Spam and community driven sites

Date: Mon Jan 07 2008
Some of the people out there want to use community driven sites for purposes other than the community would desire. To put it bluntly, spammers are looking to use every trick and hook and crookery way to get their message out there. They seem to not care that they're ruining life for the rest of us. Just as they're willing to bury the email networks in an onslaught of sludge masquerading as email, so are they willing to bury websites in sludge masquerading as website content or comments on website postings.

One strain of spammers have software which can automatically make postings to comment forms on websites. Unless your blog or forum software works to prevent nefarious comments, this software will allow spammers to bury your site with spammy comments and once your site becomes known for hosting spammy comments the search engines and users will shun you.

CAPTCHA and other methods to reducing SPAM covers methods to use in a Drupal driven site to block SPAM. Most of the methods I cover are automated means to spoil SPAM software from doing its job.

Fighting Wiki SPAM contains some interesting thoughts about SPAM on community sites. It's focused on wiki's but some of the points are very generalizable. He doesn't think too highly of automated methods to block SPAM from a community site, seemingly because the automated methods can block legitimate content. He has a point, in that CAPTCHA's and other methods that ask a human to prove they're human, these can also turn people off.

And in some cases CAPTCHA's are plain hard to use or flaky. However not every site that allows comments has a significant community driving it. I believe that if there were a significant community driving a web site, then the community could do its own policing. On the other hand the same software is often used by an individual or small set of people, and the ability of robotic SPAM software to inject sludge into websites can easily overwhelm the capacity of a small group of people.

For example I used to participate in trackbacks -- they're a nice feature, that's a nice way for a blogger to notify another site that a blog posting was made about a posting on the other site.

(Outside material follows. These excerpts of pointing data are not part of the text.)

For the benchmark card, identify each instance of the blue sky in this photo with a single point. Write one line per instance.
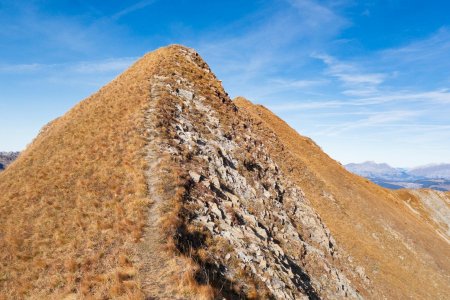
(367, 80)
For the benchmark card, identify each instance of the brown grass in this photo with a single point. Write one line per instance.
(74, 204)
(359, 215)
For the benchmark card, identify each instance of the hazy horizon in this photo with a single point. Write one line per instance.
(366, 80)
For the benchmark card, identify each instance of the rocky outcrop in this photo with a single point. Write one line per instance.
(252, 231)
(6, 158)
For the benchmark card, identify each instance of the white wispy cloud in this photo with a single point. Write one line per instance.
(103, 66)
(111, 65)
(351, 75)
(379, 119)
(132, 8)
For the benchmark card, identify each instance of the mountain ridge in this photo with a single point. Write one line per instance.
(159, 185)
(434, 176)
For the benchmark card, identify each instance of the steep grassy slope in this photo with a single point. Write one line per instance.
(159, 186)
(373, 225)
(74, 204)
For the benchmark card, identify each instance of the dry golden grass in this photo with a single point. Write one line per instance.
(372, 224)
(74, 204)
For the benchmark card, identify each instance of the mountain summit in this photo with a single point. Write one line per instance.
(159, 186)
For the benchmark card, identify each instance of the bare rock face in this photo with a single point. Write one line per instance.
(253, 232)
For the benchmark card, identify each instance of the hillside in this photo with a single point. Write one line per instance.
(159, 186)
(375, 226)
(435, 177)
(7, 158)
(373, 170)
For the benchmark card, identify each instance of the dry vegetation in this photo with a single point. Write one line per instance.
(75, 207)
(372, 224)
(74, 204)
(77, 220)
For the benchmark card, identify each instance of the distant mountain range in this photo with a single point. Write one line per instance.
(6, 158)
(436, 176)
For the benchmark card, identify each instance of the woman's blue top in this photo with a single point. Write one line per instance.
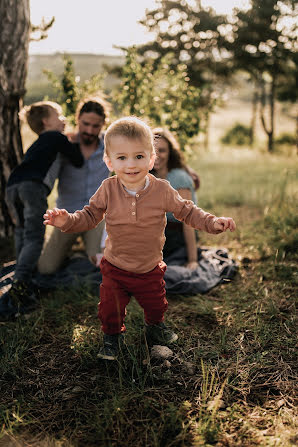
(180, 179)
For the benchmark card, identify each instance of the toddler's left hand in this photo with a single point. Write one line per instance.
(224, 224)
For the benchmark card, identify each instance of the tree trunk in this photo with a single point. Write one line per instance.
(269, 131)
(14, 41)
(255, 100)
(207, 131)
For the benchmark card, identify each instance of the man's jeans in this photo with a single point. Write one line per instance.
(27, 202)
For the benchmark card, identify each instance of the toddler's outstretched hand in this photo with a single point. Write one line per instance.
(224, 224)
(55, 217)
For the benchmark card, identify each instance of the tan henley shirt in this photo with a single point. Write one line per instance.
(135, 225)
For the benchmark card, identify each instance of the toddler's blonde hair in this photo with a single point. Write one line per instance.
(130, 127)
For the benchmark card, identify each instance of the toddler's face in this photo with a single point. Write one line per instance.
(130, 160)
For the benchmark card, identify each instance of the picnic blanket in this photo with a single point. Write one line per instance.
(214, 267)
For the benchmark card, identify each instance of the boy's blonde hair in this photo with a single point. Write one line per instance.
(36, 112)
(130, 127)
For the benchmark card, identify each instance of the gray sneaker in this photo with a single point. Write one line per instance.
(159, 334)
(112, 344)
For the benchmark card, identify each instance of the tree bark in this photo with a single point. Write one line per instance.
(14, 42)
(255, 100)
(269, 131)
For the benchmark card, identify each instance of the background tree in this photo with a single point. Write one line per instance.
(262, 44)
(163, 95)
(14, 41)
(69, 88)
(196, 35)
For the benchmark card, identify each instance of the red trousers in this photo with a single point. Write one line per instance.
(118, 286)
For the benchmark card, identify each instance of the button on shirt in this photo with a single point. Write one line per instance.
(136, 232)
(76, 186)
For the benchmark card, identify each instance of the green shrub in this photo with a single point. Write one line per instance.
(238, 135)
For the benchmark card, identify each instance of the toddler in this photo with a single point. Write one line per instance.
(134, 204)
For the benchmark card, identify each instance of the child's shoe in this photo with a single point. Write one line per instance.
(159, 334)
(112, 344)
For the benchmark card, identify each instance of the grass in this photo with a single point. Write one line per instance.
(231, 381)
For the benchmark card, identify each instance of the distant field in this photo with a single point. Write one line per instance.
(237, 107)
(85, 66)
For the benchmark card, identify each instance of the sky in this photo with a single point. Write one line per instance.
(97, 26)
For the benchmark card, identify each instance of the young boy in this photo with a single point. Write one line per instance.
(134, 204)
(26, 194)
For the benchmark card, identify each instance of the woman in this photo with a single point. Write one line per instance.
(169, 165)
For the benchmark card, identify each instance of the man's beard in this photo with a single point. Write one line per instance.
(88, 139)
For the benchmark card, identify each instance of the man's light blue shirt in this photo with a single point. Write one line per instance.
(77, 185)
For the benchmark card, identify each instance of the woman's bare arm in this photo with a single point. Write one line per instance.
(189, 236)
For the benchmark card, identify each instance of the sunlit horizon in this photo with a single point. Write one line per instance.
(98, 29)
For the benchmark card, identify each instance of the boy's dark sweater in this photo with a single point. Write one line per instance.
(41, 154)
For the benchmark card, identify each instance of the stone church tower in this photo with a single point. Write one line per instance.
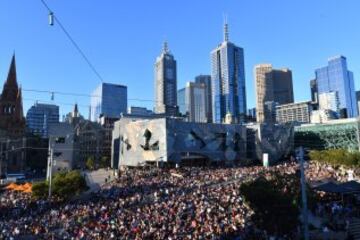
(12, 125)
(12, 121)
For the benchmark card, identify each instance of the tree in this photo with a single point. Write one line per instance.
(105, 162)
(275, 210)
(336, 157)
(64, 185)
(90, 163)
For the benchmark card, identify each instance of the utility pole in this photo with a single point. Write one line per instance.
(300, 158)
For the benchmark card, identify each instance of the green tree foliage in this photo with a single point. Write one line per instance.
(90, 163)
(105, 162)
(336, 157)
(275, 208)
(64, 185)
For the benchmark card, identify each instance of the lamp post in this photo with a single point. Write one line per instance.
(300, 158)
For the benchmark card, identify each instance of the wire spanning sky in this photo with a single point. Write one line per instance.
(123, 38)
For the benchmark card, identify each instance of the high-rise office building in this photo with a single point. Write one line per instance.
(181, 101)
(165, 83)
(193, 102)
(329, 101)
(228, 81)
(335, 77)
(109, 100)
(314, 91)
(272, 85)
(206, 80)
(40, 116)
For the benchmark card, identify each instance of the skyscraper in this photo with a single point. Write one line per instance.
(329, 101)
(109, 100)
(194, 100)
(165, 83)
(40, 116)
(228, 81)
(336, 77)
(181, 101)
(358, 100)
(206, 80)
(314, 91)
(272, 85)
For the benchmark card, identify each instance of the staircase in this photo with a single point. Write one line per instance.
(354, 229)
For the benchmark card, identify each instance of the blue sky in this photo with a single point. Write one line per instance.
(123, 38)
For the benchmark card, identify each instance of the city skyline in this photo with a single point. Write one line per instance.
(33, 74)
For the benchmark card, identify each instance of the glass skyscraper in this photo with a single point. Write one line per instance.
(166, 83)
(228, 81)
(336, 77)
(40, 116)
(109, 100)
(206, 80)
(192, 102)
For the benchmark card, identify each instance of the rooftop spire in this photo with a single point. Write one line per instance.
(226, 29)
(11, 79)
(165, 47)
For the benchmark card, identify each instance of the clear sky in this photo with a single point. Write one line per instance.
(123, 38)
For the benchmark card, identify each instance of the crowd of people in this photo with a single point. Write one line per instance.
(181, 203)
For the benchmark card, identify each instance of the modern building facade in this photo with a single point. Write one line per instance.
(181, 101)
(40, 116)
(335, 77)
(252, 115)
(335, 134)
(206, 80)
(299, 112)
(172, 141)
(108, 100)
(165, 83)
(314, 91)
(228, 81)
(272, 85)
(192, 102)
(62, 145)
(329, 101)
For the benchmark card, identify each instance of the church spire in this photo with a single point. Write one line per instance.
(11, 80)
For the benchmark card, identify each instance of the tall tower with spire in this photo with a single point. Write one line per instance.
(166, 83)
(12, 121)
(228, 81)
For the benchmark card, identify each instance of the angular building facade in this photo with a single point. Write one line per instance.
(206, 80)
(299, 112)
(109, 100)
(40, 116)
(228, 81)
(165, 84)
(172, 141)
(336, 77)
(272, 85)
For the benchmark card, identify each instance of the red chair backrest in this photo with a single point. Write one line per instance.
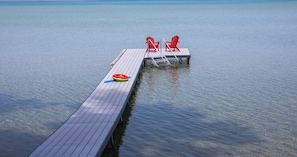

However I found my site being hammered with SPAM trackback notifications. By 'hammered' I mean that I would find thousands of these trackback postings at a time, and it would cost the spammer very little resources to send a trackback to my site. I would dutifully delete page after page of this sludge, only to see more show up the next week. I installed Drupal modules which promised to detect likely spammers using word or phrase matching, blacklist matching, etc, and these methods were very unsatisfactory. The SPAM blocker which did word or phrase matching, well, the spammers would regularly use a new set of words. In the end I turned off the trackback feature, and came to the conclusion that the spammers have available high speed computers and high speed Internet connections, and their software can rapidly overwhelm my ability to manually weed out SPAM. As a result I like certain automated methods to block potential SPAM, but of course not all the methods.